The House committee investigating Congress' Korean connection has subpoenaed the papers for former Rep. Otto Passman (D-La.), who was one of the closest congressional allies of South Korean businessman and socialite Tongsun Park.

The demand for Passman's papers, which are in a library storeroom at Northeast Louisiana University, came a week after the same committee subpoenaed the personal records of former House Speaker Carl Albert (D-Okla.).

The status of Albert's records remained somewhat clouded yesterday because the former speaker apparently removed some documents a few weeks before the subpoena was served on the University of Oklahoma, to which Albert donated his papers when he retired from Congress last year.

The Albert records still at the university were sealed yesterday awaiting arrival of investigators from the House Committee on Standards of Official Conduct. Meanwhile, the committee staff discussed the possibility of serving a second subpoena on Albert personally to obtain the papers he removed. The staff reportedly did not decide whether to issue the second subpoena.

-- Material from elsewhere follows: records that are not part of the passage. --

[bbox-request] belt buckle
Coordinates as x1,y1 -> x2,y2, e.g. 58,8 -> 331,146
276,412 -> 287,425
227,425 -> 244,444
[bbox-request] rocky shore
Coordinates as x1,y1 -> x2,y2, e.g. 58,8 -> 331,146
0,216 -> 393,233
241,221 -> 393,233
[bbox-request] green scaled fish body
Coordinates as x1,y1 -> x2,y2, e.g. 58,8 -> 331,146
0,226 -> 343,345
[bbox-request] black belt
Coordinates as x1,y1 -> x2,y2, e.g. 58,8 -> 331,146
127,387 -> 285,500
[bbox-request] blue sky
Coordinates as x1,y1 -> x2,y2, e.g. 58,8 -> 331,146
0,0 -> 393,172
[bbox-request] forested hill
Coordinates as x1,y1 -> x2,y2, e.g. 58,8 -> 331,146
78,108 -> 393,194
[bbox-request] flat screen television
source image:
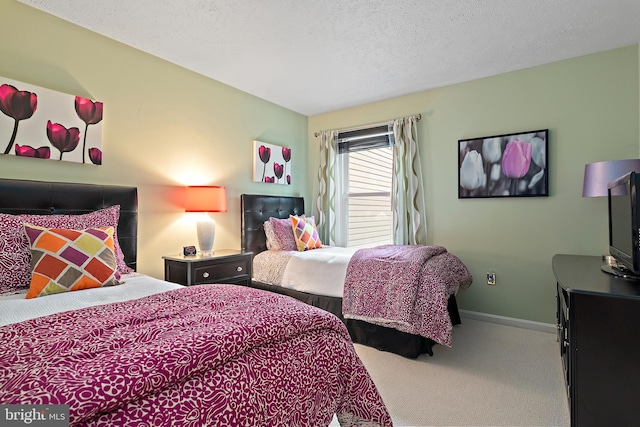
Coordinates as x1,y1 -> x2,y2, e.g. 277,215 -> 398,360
602,172 -> 640,279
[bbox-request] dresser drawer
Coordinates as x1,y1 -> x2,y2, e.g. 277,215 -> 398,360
193,257 -> 249,284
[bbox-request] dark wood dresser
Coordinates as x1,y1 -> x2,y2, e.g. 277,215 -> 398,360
553,255 -> 640,427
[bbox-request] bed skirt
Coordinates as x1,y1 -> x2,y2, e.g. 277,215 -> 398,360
240,280 -> 461,359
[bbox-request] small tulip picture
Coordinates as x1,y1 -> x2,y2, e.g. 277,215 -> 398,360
253,141 -> 292,185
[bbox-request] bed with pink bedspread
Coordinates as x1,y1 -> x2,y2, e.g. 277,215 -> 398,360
241,194 -> 473,358
0,285 -> 391,426
0,180 -> 392,427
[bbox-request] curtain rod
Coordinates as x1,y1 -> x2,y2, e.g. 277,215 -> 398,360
314,114 -> 422,138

Marcus Cohn. of the Washington law firm of Cohn & Marks, with which Albert is associated, told the Associated Press yesterday that "when the facts come out, some people are going to be terribly embarrassed and it's not going to be the speaker."

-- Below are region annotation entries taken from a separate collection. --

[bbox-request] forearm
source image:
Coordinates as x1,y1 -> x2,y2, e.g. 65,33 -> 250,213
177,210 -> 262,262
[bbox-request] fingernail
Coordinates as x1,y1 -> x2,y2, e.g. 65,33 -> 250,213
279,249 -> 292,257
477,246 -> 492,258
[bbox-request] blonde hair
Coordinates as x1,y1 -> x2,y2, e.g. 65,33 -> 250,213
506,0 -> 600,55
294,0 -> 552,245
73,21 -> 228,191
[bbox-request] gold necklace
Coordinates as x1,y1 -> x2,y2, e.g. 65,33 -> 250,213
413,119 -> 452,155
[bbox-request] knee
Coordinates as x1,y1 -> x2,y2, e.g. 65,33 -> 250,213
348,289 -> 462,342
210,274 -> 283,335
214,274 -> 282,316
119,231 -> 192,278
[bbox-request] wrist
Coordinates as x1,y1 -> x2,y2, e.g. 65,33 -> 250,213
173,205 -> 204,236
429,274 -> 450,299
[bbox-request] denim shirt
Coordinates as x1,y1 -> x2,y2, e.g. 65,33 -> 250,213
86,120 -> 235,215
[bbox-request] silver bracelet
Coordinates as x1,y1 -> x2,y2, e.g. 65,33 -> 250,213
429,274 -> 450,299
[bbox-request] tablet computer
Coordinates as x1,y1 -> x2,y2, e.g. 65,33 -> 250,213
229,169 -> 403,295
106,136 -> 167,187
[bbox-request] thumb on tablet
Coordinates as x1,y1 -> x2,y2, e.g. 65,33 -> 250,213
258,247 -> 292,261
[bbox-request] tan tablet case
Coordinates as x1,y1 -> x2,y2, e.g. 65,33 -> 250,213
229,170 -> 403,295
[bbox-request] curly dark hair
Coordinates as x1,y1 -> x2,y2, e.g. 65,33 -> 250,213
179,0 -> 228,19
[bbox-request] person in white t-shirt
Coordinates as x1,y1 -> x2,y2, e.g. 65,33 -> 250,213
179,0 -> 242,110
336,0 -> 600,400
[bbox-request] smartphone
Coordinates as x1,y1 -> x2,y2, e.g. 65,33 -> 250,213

The Passman subpoena was served Wednesday in Monroe, La., upon the president of Northeast louisiana University. Because it is a state university, the school referred the case to an assistant state attorney general, Benjamin Peters.

Peters said he would "take the case under advisement" and could not say when he would decide how the university should respond.

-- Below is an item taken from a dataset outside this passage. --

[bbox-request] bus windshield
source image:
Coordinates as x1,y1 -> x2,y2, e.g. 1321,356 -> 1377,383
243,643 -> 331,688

The 77-year-old Passman served 30 years in the House. He worked closely with Tongsun Park in the early 1970s to arrange sales of Louisiana rice to the South Korean government, and reportedly had close social ties with Park."

Since Algert and Passman have both retired, both are technically outside the jurisdiction of the House committee. The committee may have sought their papers to see if they contain relevant information about current members of Congress.